Lauréat de plusieurs concours artistiques, il considère ces distinctions comme des étapes importantes de son évolution.
Cependant, pour lui, le plus grand succès reste la création et le développement de structures culturelles auxquelles il a contribué. À travers ces initiatives, il se réjouit particulièrement d’avoir encadré et accompagné de nombreux jeunes artistes.
Il cite notamment les collectifs et structures culturelles ECO D’HUM et Man of People, qui ont permis à plusieurs jeunes talents de s’exprimer et de se développer artistiquement.
Une œuvre artistique multilingue et engagée
Achille Argus est également l’auteur de plusieurs titres de slam musical, parmi lesquels : « Hungwe », « Mila Zetu », « Makuta », « Travaillez », « Bugali », « Envie », « Pour mes semblables », « Je vous salue ma rue », « Kasigwa », « Okachihaba » et « Maître Ruja », entre autres.
Dans ses œuvres, il mélange plusieurs langues, notamment le français, le swahili, le mashi et parfois l’anglais.
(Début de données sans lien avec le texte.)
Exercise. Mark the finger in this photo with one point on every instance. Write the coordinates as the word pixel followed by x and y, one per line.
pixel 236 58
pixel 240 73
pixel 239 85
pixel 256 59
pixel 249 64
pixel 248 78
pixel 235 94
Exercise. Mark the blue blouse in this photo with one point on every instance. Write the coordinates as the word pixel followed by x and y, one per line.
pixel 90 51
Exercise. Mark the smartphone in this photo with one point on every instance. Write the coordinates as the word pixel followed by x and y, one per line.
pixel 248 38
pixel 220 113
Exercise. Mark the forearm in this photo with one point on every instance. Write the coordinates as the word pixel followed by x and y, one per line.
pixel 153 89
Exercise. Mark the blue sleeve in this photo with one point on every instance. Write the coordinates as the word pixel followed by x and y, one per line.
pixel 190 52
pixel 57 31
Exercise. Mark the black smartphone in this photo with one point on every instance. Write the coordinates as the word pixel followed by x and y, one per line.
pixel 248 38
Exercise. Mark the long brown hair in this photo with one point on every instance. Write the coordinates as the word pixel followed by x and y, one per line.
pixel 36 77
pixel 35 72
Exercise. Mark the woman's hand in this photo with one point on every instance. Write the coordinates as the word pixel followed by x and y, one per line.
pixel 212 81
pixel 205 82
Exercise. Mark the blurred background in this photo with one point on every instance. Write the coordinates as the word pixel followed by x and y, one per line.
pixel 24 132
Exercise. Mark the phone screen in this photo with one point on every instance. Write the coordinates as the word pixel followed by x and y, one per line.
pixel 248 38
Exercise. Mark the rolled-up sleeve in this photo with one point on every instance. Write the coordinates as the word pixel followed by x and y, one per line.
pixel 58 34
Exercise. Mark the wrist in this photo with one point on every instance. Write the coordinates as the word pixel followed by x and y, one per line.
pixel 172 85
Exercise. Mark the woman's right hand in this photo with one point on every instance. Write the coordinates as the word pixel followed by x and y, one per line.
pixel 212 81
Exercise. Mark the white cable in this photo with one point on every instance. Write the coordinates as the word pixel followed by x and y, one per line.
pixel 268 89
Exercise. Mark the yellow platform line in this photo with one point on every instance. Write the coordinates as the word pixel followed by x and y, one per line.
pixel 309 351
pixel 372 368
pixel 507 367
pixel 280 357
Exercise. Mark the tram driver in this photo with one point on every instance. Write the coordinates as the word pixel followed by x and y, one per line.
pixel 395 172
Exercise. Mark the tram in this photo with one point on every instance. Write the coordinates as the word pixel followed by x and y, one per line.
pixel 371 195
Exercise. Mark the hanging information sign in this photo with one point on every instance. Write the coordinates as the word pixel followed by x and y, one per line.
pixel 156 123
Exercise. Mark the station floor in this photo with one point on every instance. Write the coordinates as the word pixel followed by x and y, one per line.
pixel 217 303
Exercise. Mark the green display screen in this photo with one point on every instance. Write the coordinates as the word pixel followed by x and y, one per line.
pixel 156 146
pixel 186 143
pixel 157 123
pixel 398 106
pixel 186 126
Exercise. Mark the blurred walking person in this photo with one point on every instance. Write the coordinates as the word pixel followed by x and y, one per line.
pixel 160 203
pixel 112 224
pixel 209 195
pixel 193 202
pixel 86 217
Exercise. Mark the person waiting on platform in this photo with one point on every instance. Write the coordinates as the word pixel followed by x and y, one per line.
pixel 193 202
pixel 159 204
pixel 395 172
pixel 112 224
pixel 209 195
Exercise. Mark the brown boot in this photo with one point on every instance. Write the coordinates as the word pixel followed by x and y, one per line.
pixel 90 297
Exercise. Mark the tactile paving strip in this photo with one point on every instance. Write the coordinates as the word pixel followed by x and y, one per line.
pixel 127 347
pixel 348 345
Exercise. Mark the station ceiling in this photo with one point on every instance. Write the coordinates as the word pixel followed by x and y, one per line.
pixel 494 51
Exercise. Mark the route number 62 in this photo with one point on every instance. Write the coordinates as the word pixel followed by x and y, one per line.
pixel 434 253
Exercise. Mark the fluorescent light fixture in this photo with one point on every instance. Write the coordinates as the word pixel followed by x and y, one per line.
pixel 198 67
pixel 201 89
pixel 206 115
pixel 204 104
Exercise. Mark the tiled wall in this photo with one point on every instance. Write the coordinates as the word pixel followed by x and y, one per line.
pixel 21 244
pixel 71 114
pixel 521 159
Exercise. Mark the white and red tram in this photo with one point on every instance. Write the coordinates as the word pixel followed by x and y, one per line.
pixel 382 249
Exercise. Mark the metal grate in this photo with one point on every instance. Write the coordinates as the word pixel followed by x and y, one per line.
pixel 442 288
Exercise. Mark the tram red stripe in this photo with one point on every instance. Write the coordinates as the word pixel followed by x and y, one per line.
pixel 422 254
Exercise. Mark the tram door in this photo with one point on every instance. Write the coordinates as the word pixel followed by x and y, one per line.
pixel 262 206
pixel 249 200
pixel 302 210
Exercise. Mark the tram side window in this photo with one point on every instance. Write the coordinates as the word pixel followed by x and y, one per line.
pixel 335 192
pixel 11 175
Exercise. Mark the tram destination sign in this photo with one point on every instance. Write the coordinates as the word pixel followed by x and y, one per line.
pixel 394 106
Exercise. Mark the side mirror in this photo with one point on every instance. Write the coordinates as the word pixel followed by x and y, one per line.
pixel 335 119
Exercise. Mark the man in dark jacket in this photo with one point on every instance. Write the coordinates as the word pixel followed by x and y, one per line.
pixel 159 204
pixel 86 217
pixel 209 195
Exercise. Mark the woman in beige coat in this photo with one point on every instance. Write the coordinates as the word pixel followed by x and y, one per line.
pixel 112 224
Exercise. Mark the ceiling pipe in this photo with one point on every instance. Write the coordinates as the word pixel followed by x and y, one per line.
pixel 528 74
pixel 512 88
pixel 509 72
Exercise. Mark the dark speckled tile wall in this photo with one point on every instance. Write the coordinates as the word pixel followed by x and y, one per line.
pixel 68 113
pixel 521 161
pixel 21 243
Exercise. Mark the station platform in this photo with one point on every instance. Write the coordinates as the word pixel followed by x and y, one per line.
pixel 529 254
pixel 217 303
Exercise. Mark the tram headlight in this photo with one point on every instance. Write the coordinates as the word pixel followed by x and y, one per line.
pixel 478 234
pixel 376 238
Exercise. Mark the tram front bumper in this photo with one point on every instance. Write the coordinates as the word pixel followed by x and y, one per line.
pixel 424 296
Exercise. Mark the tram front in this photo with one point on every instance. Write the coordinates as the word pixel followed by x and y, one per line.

Ce choix linguistique lui permet selon lui de toucher un public plus large et de donner davantage d’impact à ses messages.
Interrogé sur la source de son inspiration, l’artiste explique que ses créations s’articulent autour d’un thème central : l’humanité.
À travers ses textes, il aborde le quotidien de l’homme, ses réalités et ses espoirs, tout en partageant sa vision du monde. Pour lui, l’art est avant tout un espace de dialogue avec la société.
Un nouveau concert à Bukavu
Achille Argus s’apprête également à franchir une nouvelle étape de sa carrière artistique avec un concert intitulé « Externational », prévu le 26 avril 2026 à Bukavu.
À travers ce spectacle, l’artiste souhaite mettre l’humain au-delà des origines, des nationalités et des frontières. Porté par le slam et la poésie, le concert défendra des valeurs de vivre-ensemble, de cohabitation pacifique et d’humanisme inspirées du concept africain d’Ubuntu.
Ce spectacle servira également de lancement pour la sortie prochaine de son album portant le même titre, dont certains morceaux seront présentés en exclusivité au public.
L’événement se tiendra dans la salle Sant’Egidio à Bukavu. Les billets seront accessibles au public avec un ticket standard fixé à 5 dollars, 10 dollars pour l’accès VIP, tandis que le ticket de sponsoring est proposé à prix libre.
« Nous avons déjà repris les répétitions et nous retravaillons le spectacle. Le temps nous a permis de devenir un peu plus mûrs, comme du vin. “Externational” présente une autre dimension de l’artiste que je suis devenu : un slammer capable de rapper, de chanter et de parler, mais surtout de transmettre un message humain », confie-t-il.
Selon lui, l’objectif n’est pas seulement d’impressionner le public par la technique ou les mots, mais surtout de toucher les cœurs.
« Ce n’est pas forcément toucher les cerveaux ou impressionner les cerveaux, mais toucher les cœurs et passer un message qui s’adresse directement aux gens. L’artiste que vous allez découvrir n’est peut-être pas celui que vous connaissez tous les jours. C’est une grande surprise. Moi-même, j’ai hâte de découvrir l’artiste que je suis devenu », ajoute-t-il.
À travers ce concert, Achille Argus lance ainsi une invitation au public à célébrer l’humanité au-delà des origines, des croyances et des frontières.
Pour lui, la scène reste avant tout un espace de rencontre, de dialogue et de partage, où le message du vivre-ensemble prend tout son sens.
Il encourage également les amoureux de la culture à suivre ses activités sur les réseaux sociaux et à réserver leurs places pour ce spectacle qu’il considère comme un moment de communion artistique avec le public.